Caterer and Hotelkeeper 100: Steve Hill, Wagamama
Overall ranking: 60 (NEW ENTRY)
Restaurant ranking: 20 (NEW ENTRY)
Steve Hill - Snapshot
Steve Hill is the chief executive of Wagamama, a role he's held for five years. From an initial central London basement site opened in 1992, the pan-Asian noodle bar gas expanded to more than 70 UK sites, as well as more than 35 franchised sites overseas.
In March, venture capital firm Duke Street acquired the Wagamama business from investment firm Lion Capital for an estimated £215m. With Hill remaining at the helm as chief exec, and Martin Robinson appointed chairman, expansion of the Wagamama brand has been stepped up, with plans for around 20 UK openings a year and more international outlets.
Steven Hill - Career guide
Hill's background is in corporate finance, insolvency and retail, where he worked for more than a decade before entering the restaurant business in 1996, when he joined Pizza Express.
Hill was part of the team, led by serial casual dining entrepreneur Ian Neill, which drove Wagamama's growth following the buyout of the business from founder Alan Yau.

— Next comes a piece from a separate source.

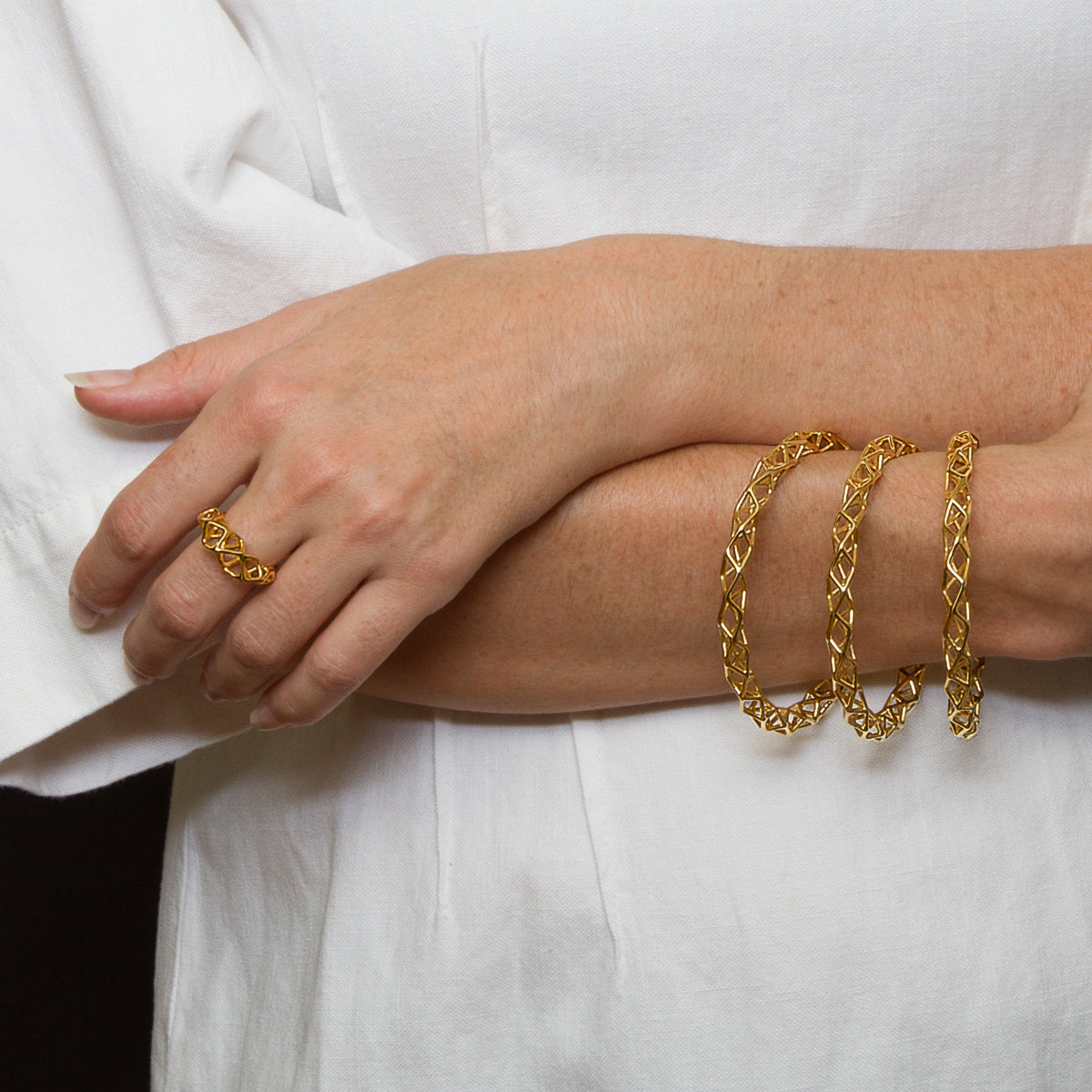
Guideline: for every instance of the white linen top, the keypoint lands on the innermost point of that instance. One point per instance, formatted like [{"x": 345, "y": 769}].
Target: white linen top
[{"x": 665, "y": 898}]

Hill became chief executive of Wagamama in 2006.
Steven Hill - What we think
When Ian Neill stepped down as chairman of Wagamama in March, it was undoubtedly the end of a chapter in the history of the business. Over 15 years Neill steered the brand from an interesting, if niche take on the UK's perennial love of Asian food, to a mainstream brand on the brink of going global.
Neill made it very clear he believes the business has new chapters to write, saying: "Steve Hill has been chief executive for the past five years and the company's current success is on his watch and down to him, so I leave with the knowledge that Wagamama is in great shape with an outstanding leader."
The team that grew Wagamama spotted the appeal of innovative blend of healthy Oriental cuisine served in a minimalist hi-tech setting. The brand was praised as "an extremely attractive, sexy thing" and "classless and accessible" by the judges of the 2001 Cateys.
Demonstrating its grasp of the issues of concern to its urban clientele, in 2008 it was one of the first restaurant brands to offer transparency on the way tips were distributed to staff. It was also one of the first to use hand-held personal digital assistants to take orders and became the first hospitality operator to launch an iPhone ordering app.
In 2008 the noodle chain picked up the Evolution trophy at the Peach Factory awards for already-established businesses that continue to evolve successfully.
Hill has always seen strong expansion opportunities for the brand and with the new owner on board and finance in place, the talk is now of 300 UK outlets - a target it would reach in under a decade at the current growth rate.